Soudain, Mackenzie eut l’impression qu’on lui retirait un filtre de son esprit. Avec cette seule phrase, la connexion qu’elle avait presque faite dans la salle d’interrogation lui apparut clairement.

Cinq minutes plus tard, elle était en route pour chez elle, laissant cette pensée imprégner chaque recoin de son esprit.

Dieu est au centre de toutes choses

L’horloge de son tableau de bord affichait vingt heures quarante-six mais Mackenzie savait que sa soirée ne faisait que commencer.

Car, s’il avait vu juste, elle savait comment découvrir où vivait le tueur.

CHAPITRE TRENTE

Dès qu’elle arriva chez elle, Mackenzie se dirigea immédiatement vers le divan et le fouillis de papiers qu’elle avait laissés sur la table du salon. D’une certaine manière, c’était ironique. Elle avait pensé que la maison serait beaucoup mieux rangée après le départ de Zack mais au lieu de ça, son désordre avait remplacé le sien. Durant un instant, elle se demanda où il était et ce qu’il faisait. Mais cette pensée ne dura que quelques secondes. Elle fut très vite remplacée par la pensée qu’il l’avait accompagnée jusque chez elle et qui continuait à hanter son esprit.

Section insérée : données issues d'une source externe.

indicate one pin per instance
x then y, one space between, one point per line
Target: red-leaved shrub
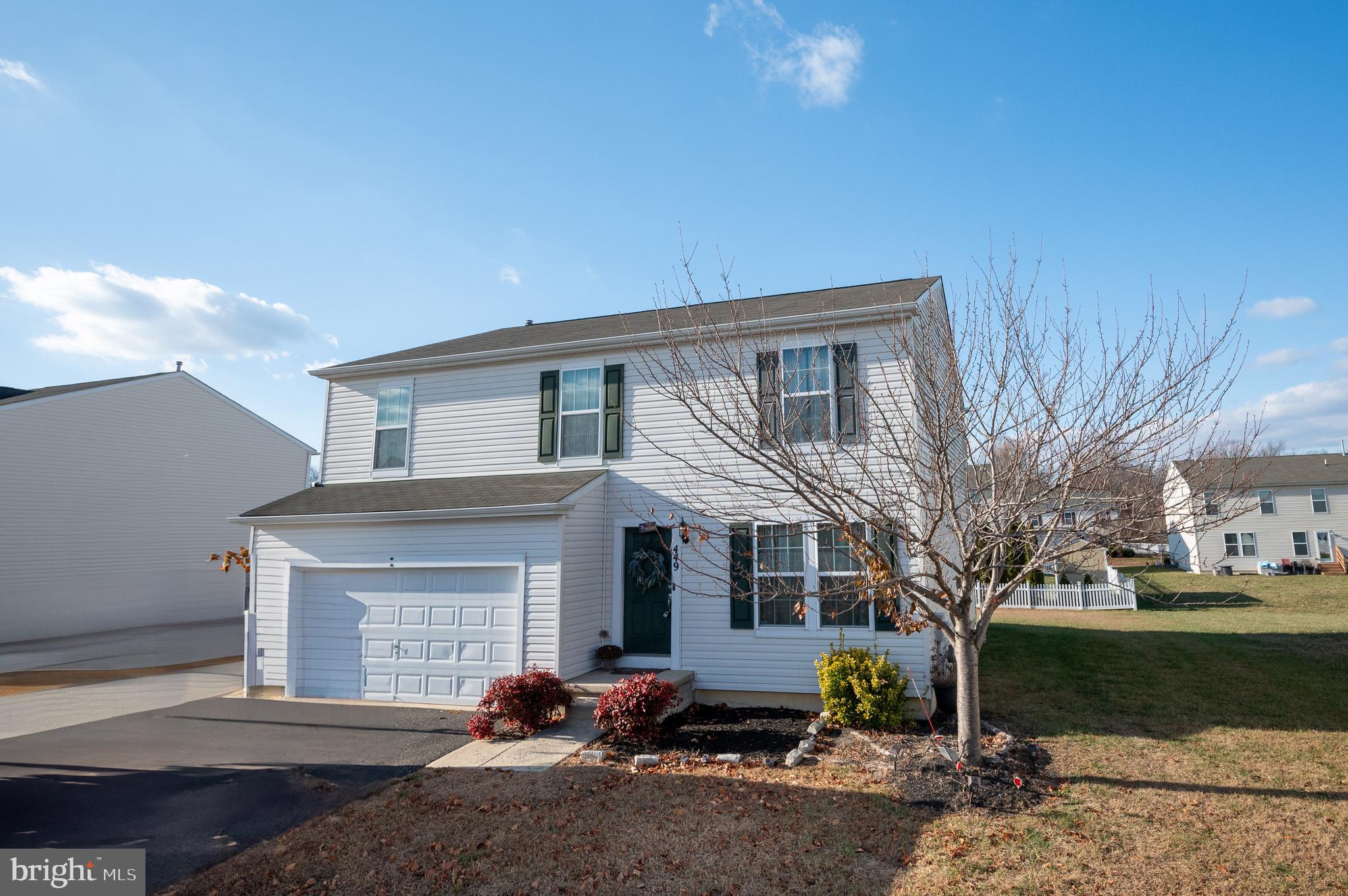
633 708
522 704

Dieu est au centre de toutes choses.

Elle fouilla dans les papiers sur la table et s’empara des deux cartes, celle des villes de refuge de l’ancien testament et la carte du coin marquant la zone d’un rayon de cent soixante kilomètres. Elle les superposa et les regarda d’un air songeur. Puis elle concentra son attention sur la carte de la région et fixa des yeux les X qu’elle y avait tracés avec un marqueur noir, en repassant dessus avec son doigt. Elle entoura les X et traça des lignes entre eux, dessinant le cercle implicite créé par la localisation des différents sites.

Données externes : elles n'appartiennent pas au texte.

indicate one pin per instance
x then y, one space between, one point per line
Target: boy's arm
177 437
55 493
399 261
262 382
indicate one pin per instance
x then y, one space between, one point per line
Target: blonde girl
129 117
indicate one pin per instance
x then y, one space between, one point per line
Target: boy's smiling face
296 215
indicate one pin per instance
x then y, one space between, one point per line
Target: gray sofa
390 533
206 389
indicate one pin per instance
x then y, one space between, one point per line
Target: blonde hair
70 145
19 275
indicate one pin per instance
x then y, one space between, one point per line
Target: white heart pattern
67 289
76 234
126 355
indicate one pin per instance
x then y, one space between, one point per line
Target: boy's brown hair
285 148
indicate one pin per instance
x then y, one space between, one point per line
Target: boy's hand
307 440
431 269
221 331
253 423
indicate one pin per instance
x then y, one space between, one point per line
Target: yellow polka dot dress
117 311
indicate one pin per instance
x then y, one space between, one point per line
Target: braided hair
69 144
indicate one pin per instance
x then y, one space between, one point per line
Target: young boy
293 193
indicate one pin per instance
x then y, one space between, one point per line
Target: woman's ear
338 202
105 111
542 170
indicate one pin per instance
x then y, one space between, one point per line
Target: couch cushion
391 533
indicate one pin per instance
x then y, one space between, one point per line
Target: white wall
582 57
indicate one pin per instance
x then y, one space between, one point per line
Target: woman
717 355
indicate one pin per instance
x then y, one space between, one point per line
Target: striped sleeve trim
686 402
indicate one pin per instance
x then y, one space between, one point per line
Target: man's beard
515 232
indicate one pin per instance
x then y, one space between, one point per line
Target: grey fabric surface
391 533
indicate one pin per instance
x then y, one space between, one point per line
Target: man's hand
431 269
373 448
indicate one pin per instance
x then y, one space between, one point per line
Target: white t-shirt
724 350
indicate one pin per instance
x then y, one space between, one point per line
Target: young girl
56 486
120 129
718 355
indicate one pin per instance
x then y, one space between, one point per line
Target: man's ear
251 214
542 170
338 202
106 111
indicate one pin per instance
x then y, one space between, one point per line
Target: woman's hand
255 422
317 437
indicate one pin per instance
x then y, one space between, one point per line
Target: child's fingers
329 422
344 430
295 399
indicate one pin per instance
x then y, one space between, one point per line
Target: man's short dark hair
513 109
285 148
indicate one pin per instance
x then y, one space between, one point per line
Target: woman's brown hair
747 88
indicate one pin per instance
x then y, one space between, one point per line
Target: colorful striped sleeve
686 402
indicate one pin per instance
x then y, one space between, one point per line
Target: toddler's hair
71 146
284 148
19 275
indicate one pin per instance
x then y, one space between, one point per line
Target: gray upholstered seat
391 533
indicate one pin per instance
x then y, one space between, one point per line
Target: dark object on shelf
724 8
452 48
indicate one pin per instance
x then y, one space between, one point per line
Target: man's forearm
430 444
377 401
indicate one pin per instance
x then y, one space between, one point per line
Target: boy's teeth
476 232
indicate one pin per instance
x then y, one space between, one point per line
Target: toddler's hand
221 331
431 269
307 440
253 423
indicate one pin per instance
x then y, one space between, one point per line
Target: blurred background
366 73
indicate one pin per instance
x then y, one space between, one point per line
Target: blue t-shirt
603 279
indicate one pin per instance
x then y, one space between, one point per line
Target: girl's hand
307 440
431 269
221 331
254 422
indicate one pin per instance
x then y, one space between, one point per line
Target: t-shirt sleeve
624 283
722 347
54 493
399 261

Quand elle eût terminé de dessiner le cercle, elle concentra son attention sur l’intérieur. Elle prit un stylo et traça une légère ligne à partir de chacune des six « villes » à la manière des rayons d’une roue, en partant des bords du cercle.

Dieu est au centre de toutes choses.

Les lignes se croisaient toutes au centre du cercle. Elle dessina un autre cercle, beaucoup plus petit, à l’endroit où les lignes se croisaient. Ça englobait une zone du centre ville pas très éloignée de l’endroit où ils avaient arrêté Clive Traylor quelques jours plus tôt. Le long du bord de ce petit cercle, elle remarque la ligne ondulante qui indiquait la présence d’une rivière. Il s’agissait de la rivière Danvers, le petit cours d’eau qui coulait à travers un parc du centre ville, à l’arrière de nombreuses propriétés délabrées du centre et qui finissait sa course dans le lac Sapphire.

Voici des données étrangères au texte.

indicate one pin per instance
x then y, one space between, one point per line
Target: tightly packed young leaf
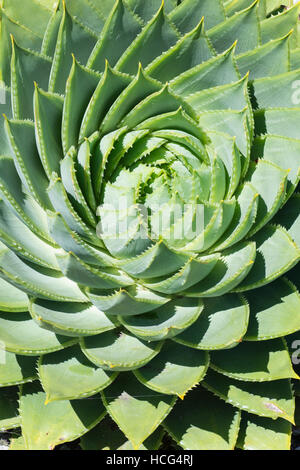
149 223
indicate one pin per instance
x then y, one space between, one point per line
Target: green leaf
269 180
139 88
22 335
279 25
72 38
188 14
230 270
114 439
27 67
259 361
289 218
71 183
48 109
233 6
91 14
278 121
16 369
22 203
51 32
70 319
81 378
165 322
188 52
78 271
9 412
20 239
80 87
118 350
70 241
243 26
190 274
126 398
156 37
109 88
45 426
243 219
11 298
267 267
270 399
37 280
35 23
275 312
276 92
222 323
219 70
230 96
273 149
28 164
162 101
233 123
63 206
175 370
146 10
261 61
158 260
131 301
120 30
194 427
258 433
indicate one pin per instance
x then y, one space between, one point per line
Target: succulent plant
149 223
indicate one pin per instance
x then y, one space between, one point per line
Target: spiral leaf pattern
149 223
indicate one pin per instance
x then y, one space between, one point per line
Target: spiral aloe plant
149 223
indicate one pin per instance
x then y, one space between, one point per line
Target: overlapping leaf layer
178 124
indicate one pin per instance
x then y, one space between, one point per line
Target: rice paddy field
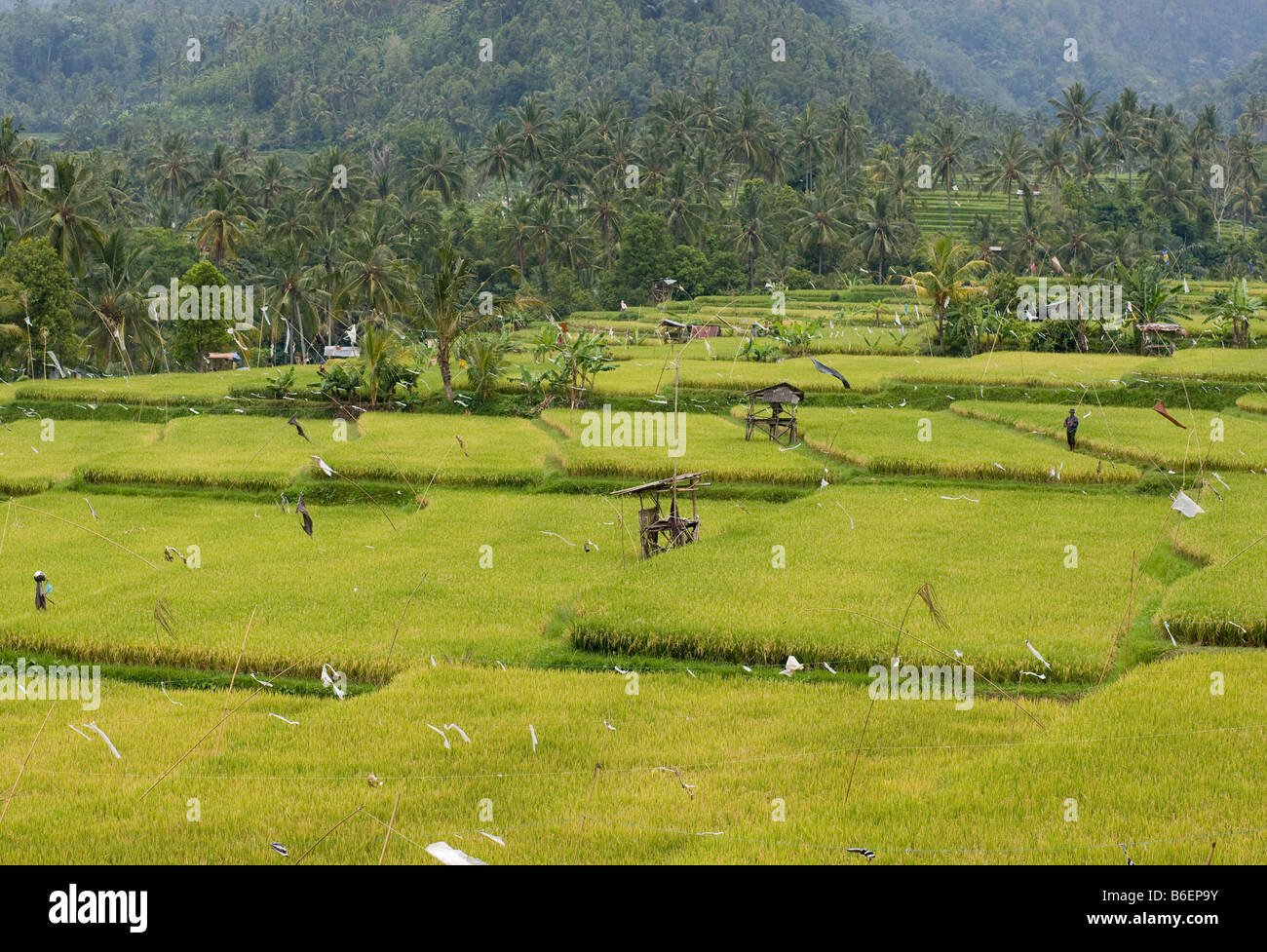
939 443
1207 438
478 589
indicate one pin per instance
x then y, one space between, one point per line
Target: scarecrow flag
1161 409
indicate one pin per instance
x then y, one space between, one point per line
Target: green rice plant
921 442
37 453
1022 368
1224 603
452 449
1253 402
710 443
163 389
1219 439
997 559
494 578
685 756
226 451
1247 364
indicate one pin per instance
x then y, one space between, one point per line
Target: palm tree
748 134
371 278
16 164
751 224
1086 162
848 134
270 177
1076 110
68 209
683 214
219 229
1010 168
1030 244
946 282
442 170
949 155
376 347
1247 159
533 127
173 169
1149 296
498 160
809 140
896 172
1053 160
110 296
292 291
1237 309
823 222
448 308
1115 139
881 231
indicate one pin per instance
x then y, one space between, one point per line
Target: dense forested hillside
1012 52
305 75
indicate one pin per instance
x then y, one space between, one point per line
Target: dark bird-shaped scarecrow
825 368
299 430
1160 407
303 512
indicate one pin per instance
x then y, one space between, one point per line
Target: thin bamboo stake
233 679
389 830
23 769
328 832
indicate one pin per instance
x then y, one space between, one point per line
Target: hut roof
778 393
662 485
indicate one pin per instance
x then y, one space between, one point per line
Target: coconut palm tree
752 219
823 223
173 169
110 296
1076 110
68 212
948 280
1010 166
881 231
848 135
219 228
16 164
949 156
442 169
448 307
498 160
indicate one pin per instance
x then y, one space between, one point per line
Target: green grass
417 447
1253 402
743 744
710 443
1224 603
336 596
921 442
37 453
997 563
1141 436
159 389
226 451
419 616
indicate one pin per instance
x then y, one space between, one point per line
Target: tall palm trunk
444 371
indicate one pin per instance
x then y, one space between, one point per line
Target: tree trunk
444 372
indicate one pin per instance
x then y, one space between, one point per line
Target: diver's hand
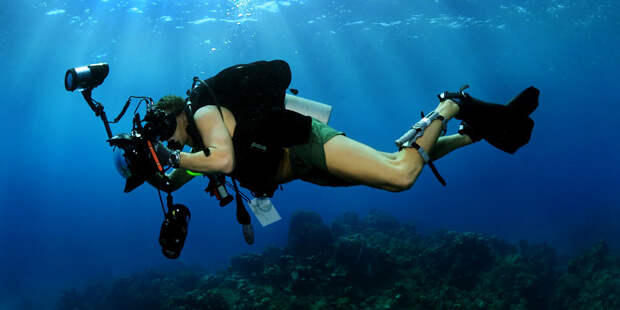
448 109
167 156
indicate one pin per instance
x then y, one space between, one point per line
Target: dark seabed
535 230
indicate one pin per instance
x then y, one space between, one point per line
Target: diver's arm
216 137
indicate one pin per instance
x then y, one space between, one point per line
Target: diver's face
178 139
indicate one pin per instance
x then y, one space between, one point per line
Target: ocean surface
66 222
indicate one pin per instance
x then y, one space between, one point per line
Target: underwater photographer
242 124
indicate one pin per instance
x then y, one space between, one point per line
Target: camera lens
85 77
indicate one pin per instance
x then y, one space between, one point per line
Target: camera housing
86 77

C’était difficile à voir sur la carte mais elle était presque certaine que ce petit cercle incluait deux ou trois rues et une petite zone boisée qui séparait la zone Ouest du centre ville de la rive du lac Sapphire.

C’était le centre des meurtres, le point central des lieux choisis par le tueur, ses soi-disant villes. Si l’homme se prenait d’une certaine manière pour Dieu, ou avait l’impression d’oeuvrer sous sa direction, il pensait probablement que Dieu existait au centre de tout. Et si Dieu était le centre de toutes choses, ce point central était très probablement l’endroit où il vivait.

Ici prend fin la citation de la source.